Illustration of tablet, laptop, and mobile devices.

All-girls high school robotics team receives help from Feliciano 3D printing lab

Posted in: 3D printing

Girls discussing project with open laptop computer
From left, Rachael He, Anna Masciandaro and Trisha Mukhopadhyay work with the MakerBot software in the innovation lab.

It is the first season of the first all-female robotics team in the Westfield Robotics Club, and the 12 young women are positively charged.

“Being part of a co-ed team last year gave us a good start. We realized we had certain skills and wanted to learn more,” said Trisha Mukhopadhyay, 15, a sophomore at Academy of Allied Health Sciences. “We also wanted more autonomy and freedom to make our own decisions.”

Added Rachael He, 15, a sophomore at Westfield High School: “After forming our team, we encountered many obstacles, but we’ve been able to learn a lot from our mistakes and persevere.

The all-female team, called Positive Charge, includes 12 young women from Westfield. Nine attend Westfield High School, and one each from the Academy of Allied Health Sciences, the Union County Magnet High School, and UCTECH.  Four of them visited Montclair State’s Feliciano School of Business – MakerBot Innovation Center recently to receive assistance 3D printing parts of their robot.

The young women are participating in the FIRST Tech Challenge.  In one of their strategies to win points in this year’s FTC game CASCADE EFFECT, they want their robot to pick up balls and put them into a bucket. The young women had ideas on how to make the shovel and bucket- even building prototypes, but they needed help making the items more efficient for the collecting task, which is where 3D printing entered the picture. Westfield High School has only one 3D printer—and it was not able to make big items. The Feliciano Center for Entrepreneurship’s innovation lab has 35 3D printing devices, including three printers that make large items.

“And it made it look cool,” said Anna Masciandaro, 15, a sophomore at Westfield High School, about how the 3D printed pieces will help their robot.

The young women marveled at the rows of 3D printers housed in the innovation lab, and the whirring buzz the machines make. The girls already knew how to CAD on a different software, but Prof. Iain Kerr helped them learn how to use the MakerBot software in the Feliciano innovation lab. In the lab, the high school girls also saw various 3D prints, such as a lamp and stool made by students in ENTR 290-02, “Intro to 3D Printing and Design.”

“It gave us inspiration for other ideas. It let us see new possibilities and even gave us some new ideas,” said Trisha, adding about Kerr: “He was very good at showing us what to do and pointing out important but overlooked steps – like making sure we are using the right units of measurement! He’s very patient.”
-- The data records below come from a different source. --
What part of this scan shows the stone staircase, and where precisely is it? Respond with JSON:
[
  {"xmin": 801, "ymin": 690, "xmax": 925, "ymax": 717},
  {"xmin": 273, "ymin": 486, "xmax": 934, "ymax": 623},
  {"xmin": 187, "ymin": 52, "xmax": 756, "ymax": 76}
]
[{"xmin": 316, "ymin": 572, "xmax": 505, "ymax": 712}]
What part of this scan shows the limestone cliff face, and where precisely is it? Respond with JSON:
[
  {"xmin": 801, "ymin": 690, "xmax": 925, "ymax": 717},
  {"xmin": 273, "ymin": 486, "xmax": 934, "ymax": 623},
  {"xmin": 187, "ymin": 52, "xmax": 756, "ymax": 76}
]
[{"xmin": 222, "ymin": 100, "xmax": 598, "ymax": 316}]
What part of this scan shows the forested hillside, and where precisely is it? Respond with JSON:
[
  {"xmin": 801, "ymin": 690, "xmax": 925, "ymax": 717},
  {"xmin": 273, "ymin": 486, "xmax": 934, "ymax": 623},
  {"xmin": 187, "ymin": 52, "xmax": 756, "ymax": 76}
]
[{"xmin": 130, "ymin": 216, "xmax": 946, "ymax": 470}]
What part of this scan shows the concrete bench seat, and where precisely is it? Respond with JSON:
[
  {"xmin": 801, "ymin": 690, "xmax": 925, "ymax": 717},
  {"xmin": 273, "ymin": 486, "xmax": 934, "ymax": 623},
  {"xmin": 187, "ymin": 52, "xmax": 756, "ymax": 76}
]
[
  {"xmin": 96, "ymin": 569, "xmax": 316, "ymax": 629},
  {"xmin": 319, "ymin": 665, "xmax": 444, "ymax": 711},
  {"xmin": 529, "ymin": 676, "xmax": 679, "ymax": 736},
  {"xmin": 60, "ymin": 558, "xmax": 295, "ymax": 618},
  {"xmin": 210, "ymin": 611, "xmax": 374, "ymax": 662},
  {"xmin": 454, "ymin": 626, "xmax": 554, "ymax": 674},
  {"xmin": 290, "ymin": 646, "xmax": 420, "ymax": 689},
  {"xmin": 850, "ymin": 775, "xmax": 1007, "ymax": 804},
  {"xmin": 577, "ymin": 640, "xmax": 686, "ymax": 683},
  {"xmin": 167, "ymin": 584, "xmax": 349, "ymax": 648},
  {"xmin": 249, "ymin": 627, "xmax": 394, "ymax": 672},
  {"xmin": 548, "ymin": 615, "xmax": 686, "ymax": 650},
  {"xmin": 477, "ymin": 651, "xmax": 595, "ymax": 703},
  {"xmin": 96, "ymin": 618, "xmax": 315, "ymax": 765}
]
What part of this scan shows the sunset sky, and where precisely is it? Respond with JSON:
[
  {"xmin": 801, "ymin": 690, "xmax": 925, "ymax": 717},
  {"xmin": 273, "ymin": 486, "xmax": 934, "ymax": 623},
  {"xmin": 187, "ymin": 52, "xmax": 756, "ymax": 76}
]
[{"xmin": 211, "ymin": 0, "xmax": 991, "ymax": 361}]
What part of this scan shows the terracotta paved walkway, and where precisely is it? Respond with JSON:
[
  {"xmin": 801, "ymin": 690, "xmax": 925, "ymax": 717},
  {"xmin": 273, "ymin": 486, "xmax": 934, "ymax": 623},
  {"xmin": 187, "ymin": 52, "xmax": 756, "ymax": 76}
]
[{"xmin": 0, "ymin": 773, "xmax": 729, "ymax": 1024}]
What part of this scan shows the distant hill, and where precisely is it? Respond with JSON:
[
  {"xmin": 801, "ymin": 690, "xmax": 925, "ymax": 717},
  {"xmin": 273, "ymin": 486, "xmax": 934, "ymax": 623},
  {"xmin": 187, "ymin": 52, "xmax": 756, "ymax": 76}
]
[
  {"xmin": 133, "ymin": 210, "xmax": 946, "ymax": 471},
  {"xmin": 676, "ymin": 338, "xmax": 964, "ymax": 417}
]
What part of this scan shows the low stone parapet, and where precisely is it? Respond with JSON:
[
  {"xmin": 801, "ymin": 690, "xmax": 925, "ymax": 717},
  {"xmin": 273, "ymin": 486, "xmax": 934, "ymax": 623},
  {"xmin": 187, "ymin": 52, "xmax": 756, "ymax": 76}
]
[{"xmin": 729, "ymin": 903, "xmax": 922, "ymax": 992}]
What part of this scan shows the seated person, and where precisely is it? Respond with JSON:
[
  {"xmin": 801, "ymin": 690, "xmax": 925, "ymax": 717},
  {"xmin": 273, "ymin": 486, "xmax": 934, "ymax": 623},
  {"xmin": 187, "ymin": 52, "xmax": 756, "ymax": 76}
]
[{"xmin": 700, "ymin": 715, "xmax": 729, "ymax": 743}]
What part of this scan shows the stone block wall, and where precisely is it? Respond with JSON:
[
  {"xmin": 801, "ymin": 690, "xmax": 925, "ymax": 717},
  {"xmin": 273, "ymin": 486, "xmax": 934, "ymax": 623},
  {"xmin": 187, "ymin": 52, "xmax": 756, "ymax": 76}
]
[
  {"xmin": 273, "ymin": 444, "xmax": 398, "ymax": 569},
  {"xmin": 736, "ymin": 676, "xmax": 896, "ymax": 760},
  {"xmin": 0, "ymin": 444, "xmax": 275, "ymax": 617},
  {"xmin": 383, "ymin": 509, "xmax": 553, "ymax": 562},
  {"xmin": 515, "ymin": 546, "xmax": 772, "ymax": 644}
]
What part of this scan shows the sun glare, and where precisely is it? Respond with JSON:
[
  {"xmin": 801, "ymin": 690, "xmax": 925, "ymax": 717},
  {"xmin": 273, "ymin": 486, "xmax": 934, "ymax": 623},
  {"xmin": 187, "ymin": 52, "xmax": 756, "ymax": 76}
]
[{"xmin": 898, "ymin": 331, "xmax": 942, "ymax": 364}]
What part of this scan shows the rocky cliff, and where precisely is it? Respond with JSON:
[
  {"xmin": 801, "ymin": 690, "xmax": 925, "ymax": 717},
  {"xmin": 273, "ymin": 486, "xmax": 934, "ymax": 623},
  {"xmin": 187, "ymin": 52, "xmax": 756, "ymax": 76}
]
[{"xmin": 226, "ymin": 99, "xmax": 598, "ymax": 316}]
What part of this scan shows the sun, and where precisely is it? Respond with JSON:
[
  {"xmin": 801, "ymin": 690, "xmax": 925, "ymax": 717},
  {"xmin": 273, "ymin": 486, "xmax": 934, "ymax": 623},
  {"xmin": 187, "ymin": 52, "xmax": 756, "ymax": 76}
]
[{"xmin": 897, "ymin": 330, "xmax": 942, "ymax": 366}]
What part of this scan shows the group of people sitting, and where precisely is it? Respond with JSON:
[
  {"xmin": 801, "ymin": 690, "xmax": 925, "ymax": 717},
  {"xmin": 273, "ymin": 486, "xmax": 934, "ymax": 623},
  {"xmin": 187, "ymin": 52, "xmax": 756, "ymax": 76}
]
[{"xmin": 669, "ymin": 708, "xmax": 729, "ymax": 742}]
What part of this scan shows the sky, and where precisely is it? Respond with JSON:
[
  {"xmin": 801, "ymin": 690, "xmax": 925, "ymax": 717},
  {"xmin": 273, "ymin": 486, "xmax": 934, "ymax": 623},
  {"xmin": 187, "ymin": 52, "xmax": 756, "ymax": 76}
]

With their all-girls robotics team and embrace of science and tech classes, the four Westfield girls are doing their part to turn a tide where women are underrepresented in STEM (science, technology, engineering, and math) fields. Rachael said she has been interested in STEM for as long as she can remember, but she is not entirely decided on a specific field.  Possibilities include medicine, computer science, and engineering, including biomedical engineering and computer engineering. Trisha wants to use technology and materials in health interventions, perhaps as a biomedical engineer or endocrinologist. Anna is not sure yet about her future career—she may want to be a doctor or an author.

“I’ve heard girls say ‘I’m so bad at math,’ as if they’re proud of it. You shouldn’t be proud of that. You should want to get better at math,” said Julia Hollosi, 14, a freshman at Westfield High School, who wants to be a spacecraft engineer. Julia recalled how she walked into her eighth-grade robotics class and had the boys ask her why she was taking the class, and whether it was because the art classes were full.

“The boys in Westfield’s club have been very helpful,” said Trisha. “They showed us the ropes last year and helped us gain the knowledge we needed for starting our own team. Some of them go out of their way to help us.”

The underrepresentation of females in STEM classes is not necessarily better at the high school level. Anna said she is one of three girls, out of 20 students, in her computer science class. “It feels like I have to prove something, sometimes,” she said.

The Westfield Robotics Club is hosting a robotics meet on January 10th, 2016 from 8 a.m. to 5 p.m. Spectator admission is free.

The eight other young women on the robotics team are: Fiona Gillespie, Anna Glueck, Christine Rogers, Jennifer Rogers, Ashley Rosen, Linzy Rosen, Saranya Turimella and Amanda Zhang.